TOM WILLIAM MITCHELL: HE’LL BE BACK, LOOK OUT FOR HIM

Unfortunately, you won’t get the chance to see TOM WILLIAM MITCHELL in its current incarnation as the show completes its run tonight.  I am so pleased however that I did make the effort to get to the Illawarra Performing Arts Centre to see such an innovative and engrossing play.

Merrigong Theatre Company has a stated aim of supporting local and new work and this particular show is the final production of the inaugural 2018 MERRIGONGX season.  It is a work of considerable merit.  New work it’s true.  A work which, despite its three year gestation, may require some hard decisions in its next showing but a play which distills and personalises the topic with thematic depth allied with exciting staging and tech.

For TOM WILLIAM MITCHELL is about the media.  About Tom and the media, about us and the media, about politics and the media … it has a complex and redolent reach.  We meet our eponymous would be media-star.  He’s been on Australian Survivor, he’s pretty and driven and sees himself as a perfect fit for a role as a newsreader.  His audition though, is a bit shit.  Not actually his fault from what we can see, the forces of producers and networks and social media metrics are pretty much lined up against him.  Until he lets loose and then it all hits the fan.

This production, written and directed by Mark Rogers, is helmed by an outstanding performance.  Matt Abotomey as Tom  is everywhere, all the time, and he hurls himself into a role which requires physical endurance and technical excellence in very close proximity to the audience.  It takes place on the actual IPAC stage where the audience is seated in tiered rows on four sides.  The acting space is defined by a square floor cloth and a rope light surround but strays into aisles and stairs and various entries. The main feature of the production is the four TV screens and attendant live cameras that feed to them.

It’s a conceptualisation that works with stunning effectiveness.  Mainly because of the competence and artistic commitment of the ensemble: Hannah Goodwin, Lily Hensby, Braydon May, Harry McGee, Alex Perrit, Lauren Scott-Young, Solomon Thomas, Carly Young.  It must have been quite a rehearsal period to achieve such a high level of fluidity and deceptive effortlessness.

Being impressed by this expertise is a merely a side thought because the show is initially propelled by a breakneck chaos that engages the audience quickly.  One becomes conscious of watching a screen rather than a person standing not 3 feet away from you and it’s a serious mind screw, the meta elements becoming more cogent as the show progresses.
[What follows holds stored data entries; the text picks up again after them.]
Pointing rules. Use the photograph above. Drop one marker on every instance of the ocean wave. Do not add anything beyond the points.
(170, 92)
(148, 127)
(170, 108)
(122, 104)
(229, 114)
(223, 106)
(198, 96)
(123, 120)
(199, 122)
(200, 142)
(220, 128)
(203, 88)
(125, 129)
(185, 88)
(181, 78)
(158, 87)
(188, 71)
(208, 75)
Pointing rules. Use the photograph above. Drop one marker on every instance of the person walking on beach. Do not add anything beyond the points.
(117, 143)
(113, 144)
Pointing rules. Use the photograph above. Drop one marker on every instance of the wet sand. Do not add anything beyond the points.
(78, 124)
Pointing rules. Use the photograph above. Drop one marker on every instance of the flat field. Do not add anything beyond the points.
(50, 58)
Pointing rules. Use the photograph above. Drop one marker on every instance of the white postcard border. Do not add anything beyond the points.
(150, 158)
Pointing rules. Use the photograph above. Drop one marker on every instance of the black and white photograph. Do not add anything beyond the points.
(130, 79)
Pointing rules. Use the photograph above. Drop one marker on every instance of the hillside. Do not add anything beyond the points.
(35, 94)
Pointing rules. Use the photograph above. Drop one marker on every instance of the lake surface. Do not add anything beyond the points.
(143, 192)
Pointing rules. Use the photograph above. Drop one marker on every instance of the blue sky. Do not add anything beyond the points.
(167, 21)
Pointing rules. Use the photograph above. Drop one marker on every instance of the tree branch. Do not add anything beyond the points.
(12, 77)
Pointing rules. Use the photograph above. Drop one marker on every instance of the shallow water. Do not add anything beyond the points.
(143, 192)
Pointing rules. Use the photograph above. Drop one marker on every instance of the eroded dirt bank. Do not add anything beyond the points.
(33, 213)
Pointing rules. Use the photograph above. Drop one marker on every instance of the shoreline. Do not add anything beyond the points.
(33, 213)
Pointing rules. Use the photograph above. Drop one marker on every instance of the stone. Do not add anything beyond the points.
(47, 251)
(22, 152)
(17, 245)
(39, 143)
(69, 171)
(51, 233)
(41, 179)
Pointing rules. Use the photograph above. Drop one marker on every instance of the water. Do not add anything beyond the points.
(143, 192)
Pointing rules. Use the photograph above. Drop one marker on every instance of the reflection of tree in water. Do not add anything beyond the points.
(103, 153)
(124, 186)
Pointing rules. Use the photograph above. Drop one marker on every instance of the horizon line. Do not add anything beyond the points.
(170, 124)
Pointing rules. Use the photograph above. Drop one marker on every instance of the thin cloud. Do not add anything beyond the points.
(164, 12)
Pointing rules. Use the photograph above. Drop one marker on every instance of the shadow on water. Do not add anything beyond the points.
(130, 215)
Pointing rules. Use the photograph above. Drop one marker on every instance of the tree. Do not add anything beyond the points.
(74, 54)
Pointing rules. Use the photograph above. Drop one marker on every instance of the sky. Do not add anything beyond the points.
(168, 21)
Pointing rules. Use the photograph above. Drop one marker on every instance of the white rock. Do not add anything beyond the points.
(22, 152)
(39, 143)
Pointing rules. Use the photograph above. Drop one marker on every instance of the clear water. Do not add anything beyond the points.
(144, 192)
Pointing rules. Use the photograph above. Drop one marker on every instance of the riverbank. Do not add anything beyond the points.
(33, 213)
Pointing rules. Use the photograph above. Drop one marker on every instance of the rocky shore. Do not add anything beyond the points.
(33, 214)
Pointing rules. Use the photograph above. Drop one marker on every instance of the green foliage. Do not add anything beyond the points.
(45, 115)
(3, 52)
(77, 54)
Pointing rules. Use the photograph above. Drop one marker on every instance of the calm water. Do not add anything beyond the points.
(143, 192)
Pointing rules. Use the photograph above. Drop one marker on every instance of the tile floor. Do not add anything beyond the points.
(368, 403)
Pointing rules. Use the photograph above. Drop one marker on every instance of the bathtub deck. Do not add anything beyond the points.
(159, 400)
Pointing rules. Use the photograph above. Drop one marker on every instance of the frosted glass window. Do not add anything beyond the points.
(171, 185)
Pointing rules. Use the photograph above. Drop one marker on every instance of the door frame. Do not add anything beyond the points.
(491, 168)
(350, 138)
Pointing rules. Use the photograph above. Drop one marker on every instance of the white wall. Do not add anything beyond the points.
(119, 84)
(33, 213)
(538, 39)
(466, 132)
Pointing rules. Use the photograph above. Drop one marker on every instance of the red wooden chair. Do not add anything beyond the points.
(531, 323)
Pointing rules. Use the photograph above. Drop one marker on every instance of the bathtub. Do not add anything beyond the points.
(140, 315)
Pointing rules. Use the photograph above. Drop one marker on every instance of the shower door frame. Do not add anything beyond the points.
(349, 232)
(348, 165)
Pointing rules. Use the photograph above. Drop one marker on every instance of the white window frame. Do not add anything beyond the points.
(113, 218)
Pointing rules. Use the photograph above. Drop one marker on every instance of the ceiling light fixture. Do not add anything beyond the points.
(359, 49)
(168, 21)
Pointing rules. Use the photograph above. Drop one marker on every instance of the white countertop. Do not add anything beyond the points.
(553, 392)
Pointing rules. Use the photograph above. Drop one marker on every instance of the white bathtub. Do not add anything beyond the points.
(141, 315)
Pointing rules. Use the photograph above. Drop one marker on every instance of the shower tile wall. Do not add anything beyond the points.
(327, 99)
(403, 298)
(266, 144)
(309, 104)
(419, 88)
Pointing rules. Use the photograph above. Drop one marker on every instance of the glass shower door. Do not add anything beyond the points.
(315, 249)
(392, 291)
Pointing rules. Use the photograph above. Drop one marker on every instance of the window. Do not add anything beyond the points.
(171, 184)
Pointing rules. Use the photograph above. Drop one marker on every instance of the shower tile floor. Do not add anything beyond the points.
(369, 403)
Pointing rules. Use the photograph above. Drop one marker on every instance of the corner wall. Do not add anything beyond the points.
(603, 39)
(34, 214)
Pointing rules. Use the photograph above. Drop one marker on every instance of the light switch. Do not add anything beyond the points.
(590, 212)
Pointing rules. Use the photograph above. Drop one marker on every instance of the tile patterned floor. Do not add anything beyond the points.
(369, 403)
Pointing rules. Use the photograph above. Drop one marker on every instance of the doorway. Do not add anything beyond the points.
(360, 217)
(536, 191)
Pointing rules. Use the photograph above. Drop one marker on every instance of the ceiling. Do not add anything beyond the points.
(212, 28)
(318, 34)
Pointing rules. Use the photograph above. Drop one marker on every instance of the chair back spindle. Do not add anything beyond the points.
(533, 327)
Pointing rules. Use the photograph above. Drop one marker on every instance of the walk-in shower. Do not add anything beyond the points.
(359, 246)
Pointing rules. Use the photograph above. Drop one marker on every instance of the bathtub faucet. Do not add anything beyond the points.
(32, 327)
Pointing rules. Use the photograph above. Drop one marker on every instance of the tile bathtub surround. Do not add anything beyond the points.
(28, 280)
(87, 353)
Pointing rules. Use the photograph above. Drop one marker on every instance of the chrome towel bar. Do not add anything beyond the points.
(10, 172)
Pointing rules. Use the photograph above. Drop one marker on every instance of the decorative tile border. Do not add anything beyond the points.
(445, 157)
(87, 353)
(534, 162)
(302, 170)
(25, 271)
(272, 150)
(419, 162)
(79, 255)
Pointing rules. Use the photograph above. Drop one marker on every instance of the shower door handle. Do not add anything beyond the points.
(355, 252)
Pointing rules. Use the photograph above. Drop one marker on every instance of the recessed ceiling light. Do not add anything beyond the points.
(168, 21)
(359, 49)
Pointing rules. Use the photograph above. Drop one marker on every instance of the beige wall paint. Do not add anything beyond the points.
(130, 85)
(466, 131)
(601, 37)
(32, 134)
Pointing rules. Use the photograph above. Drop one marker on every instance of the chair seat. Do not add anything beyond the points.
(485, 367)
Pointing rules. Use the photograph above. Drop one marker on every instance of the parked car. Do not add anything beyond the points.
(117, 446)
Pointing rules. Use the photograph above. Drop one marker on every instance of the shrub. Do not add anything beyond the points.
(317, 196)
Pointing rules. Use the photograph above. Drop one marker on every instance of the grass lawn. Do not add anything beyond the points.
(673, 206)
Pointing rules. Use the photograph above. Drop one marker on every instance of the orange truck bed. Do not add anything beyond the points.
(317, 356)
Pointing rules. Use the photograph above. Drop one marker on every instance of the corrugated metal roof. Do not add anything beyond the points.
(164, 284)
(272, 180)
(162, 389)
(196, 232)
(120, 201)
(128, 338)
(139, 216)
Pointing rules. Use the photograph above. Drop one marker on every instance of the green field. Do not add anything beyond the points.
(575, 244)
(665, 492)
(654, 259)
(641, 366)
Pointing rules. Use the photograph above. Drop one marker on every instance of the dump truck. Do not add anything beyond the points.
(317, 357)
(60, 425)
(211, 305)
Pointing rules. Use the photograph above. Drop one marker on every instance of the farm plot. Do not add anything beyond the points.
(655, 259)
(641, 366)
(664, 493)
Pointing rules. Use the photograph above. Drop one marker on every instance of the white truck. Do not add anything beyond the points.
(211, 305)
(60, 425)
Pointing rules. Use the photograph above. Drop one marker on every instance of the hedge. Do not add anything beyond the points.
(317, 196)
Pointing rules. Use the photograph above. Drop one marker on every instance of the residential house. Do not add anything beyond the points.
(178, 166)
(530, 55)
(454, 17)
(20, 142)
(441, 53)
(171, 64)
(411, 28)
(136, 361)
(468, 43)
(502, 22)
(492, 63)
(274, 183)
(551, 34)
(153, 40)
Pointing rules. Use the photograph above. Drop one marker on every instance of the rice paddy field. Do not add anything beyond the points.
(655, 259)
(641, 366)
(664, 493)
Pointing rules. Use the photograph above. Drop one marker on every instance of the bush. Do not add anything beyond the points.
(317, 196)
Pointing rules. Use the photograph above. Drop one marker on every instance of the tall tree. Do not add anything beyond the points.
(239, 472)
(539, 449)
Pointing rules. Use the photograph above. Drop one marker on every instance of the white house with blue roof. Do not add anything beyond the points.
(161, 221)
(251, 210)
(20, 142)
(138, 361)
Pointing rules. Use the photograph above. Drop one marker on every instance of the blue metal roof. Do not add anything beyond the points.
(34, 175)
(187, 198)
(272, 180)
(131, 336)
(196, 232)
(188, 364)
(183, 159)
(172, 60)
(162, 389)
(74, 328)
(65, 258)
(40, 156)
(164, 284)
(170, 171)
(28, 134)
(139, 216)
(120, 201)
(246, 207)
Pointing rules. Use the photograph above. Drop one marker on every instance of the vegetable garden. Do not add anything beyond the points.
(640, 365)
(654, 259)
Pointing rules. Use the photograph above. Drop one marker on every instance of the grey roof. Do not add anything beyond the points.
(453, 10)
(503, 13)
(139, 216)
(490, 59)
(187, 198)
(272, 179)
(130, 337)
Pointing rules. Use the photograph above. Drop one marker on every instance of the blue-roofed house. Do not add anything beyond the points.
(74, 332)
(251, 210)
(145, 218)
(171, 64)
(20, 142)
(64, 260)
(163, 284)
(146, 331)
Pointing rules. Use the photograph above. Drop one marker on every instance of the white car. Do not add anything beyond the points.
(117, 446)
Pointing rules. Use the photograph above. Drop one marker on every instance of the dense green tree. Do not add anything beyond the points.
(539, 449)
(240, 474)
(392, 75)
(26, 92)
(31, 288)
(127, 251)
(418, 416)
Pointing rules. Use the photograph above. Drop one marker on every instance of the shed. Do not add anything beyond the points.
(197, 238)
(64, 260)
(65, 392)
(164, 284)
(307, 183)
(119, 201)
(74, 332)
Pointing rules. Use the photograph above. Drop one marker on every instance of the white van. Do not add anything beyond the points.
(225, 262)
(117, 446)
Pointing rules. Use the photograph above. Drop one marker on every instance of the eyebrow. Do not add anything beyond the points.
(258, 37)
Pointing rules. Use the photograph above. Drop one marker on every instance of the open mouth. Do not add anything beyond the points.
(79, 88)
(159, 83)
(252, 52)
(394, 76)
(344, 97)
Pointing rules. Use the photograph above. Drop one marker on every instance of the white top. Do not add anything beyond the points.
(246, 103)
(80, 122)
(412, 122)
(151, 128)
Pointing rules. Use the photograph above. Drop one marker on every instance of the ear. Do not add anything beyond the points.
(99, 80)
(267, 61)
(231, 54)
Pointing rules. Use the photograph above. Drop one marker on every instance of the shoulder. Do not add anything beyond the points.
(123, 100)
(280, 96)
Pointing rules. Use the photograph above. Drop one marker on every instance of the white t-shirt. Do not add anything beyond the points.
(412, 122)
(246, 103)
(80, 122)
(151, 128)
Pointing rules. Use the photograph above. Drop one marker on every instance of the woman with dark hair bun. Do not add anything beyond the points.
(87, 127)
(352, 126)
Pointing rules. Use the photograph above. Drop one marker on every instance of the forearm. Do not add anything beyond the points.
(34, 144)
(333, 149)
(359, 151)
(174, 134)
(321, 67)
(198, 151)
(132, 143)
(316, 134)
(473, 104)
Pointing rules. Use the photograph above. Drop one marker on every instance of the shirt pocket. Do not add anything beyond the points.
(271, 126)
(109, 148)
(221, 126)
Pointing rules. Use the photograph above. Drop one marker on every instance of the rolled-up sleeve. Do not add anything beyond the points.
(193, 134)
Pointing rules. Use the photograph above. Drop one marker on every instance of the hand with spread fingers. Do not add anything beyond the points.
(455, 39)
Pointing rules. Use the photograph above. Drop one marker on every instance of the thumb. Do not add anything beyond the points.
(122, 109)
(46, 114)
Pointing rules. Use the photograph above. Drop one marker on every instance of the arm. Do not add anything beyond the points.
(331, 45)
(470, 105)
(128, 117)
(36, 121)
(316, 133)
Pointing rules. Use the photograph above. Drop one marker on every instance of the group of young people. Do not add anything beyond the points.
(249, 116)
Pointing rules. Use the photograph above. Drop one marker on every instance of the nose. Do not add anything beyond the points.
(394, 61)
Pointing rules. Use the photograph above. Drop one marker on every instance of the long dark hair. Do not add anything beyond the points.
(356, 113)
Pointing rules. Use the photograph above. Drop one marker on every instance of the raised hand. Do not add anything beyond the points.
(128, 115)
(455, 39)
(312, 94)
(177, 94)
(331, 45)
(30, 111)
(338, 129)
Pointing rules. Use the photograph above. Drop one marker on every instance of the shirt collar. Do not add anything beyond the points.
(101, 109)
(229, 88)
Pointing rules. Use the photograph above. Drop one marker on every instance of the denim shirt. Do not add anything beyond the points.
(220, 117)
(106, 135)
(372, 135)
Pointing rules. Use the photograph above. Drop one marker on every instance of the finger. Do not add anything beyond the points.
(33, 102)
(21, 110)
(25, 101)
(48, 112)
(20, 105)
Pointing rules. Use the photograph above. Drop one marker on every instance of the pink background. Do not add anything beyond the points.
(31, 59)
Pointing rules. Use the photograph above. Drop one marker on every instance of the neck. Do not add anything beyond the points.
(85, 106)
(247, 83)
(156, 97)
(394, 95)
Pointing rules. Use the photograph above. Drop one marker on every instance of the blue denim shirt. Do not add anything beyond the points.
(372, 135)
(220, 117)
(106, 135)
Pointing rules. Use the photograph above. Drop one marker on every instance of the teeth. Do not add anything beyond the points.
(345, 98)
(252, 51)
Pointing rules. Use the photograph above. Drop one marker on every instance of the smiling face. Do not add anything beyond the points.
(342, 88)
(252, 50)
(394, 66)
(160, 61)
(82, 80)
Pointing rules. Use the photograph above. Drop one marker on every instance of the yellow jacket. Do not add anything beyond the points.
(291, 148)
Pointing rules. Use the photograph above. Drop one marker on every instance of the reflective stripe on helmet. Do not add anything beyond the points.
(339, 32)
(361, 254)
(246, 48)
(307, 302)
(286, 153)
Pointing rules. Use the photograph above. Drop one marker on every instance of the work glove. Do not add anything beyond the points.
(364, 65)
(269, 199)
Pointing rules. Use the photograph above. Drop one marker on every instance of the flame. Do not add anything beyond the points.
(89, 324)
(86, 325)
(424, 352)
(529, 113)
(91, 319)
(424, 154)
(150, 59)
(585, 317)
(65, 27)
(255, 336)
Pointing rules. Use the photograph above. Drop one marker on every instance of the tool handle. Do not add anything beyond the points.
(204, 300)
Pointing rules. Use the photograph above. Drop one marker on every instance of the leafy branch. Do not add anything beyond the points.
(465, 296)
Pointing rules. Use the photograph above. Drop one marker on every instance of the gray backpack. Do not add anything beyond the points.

Technically the show is brilliant.  Like when the live feed is laced with a twitter ticker which is jarring and disruptive, words like budge-it and milky bar kid flicker and I was compelled to try and read while being unable to tear myself from the action.

And there is a lot of action.  The play has a clear and thorough narrative but it is interspersed with surrealism which serves to re-code the audience.  Grenade theatrical expressions of Commedia and Athenian drama into the out-of-touch 39th floor or make the audience an insider to the tips and tricks of newscasting and comedy and tragedy mesh beautifully.   There’s time to laugh at what we think we think is going on …  the levity is situational and often it’s Tom’s way of seeing.

Initially we find the idealism and naïve openness of Tom attractive, he speaks his mind, but as his career expands he is trapped forever by a phrase spoken in heat.  Abotomey gives long speeches in defence and in offence and he does so with exceptional skill.  His Mrs Rosen speech is modulated so successfully that the stream-of-consciousness sweeps one with it rather than manifesting as the diatribe it might appear as written.  All the while he is hitting us with a rolled-up newspaper in the brash confidence that he can channel disaffection.

Because, it’s no spoiler to say that Tom changes.   In fact, there are some extraordinarily odious characters here.  The sabotaging, insecurity of the female news anchor is nothing compared to the fame-whore star wanna-be on a redemption arc.

Complex in word and deed for sure, TOM WILLIAM MITCHELL does slightly overstay his welcome.  The need to tie up the narrative, to end the story, made the show too long for me.  Even at just over 100 minutes.  The several climaxes leading to the finale are going to be part of that difficult  decision-making which will prepare the show for its next outing. And he will be back, he’s too grand a creation to lose.  Keep an eye out on a TV set near you!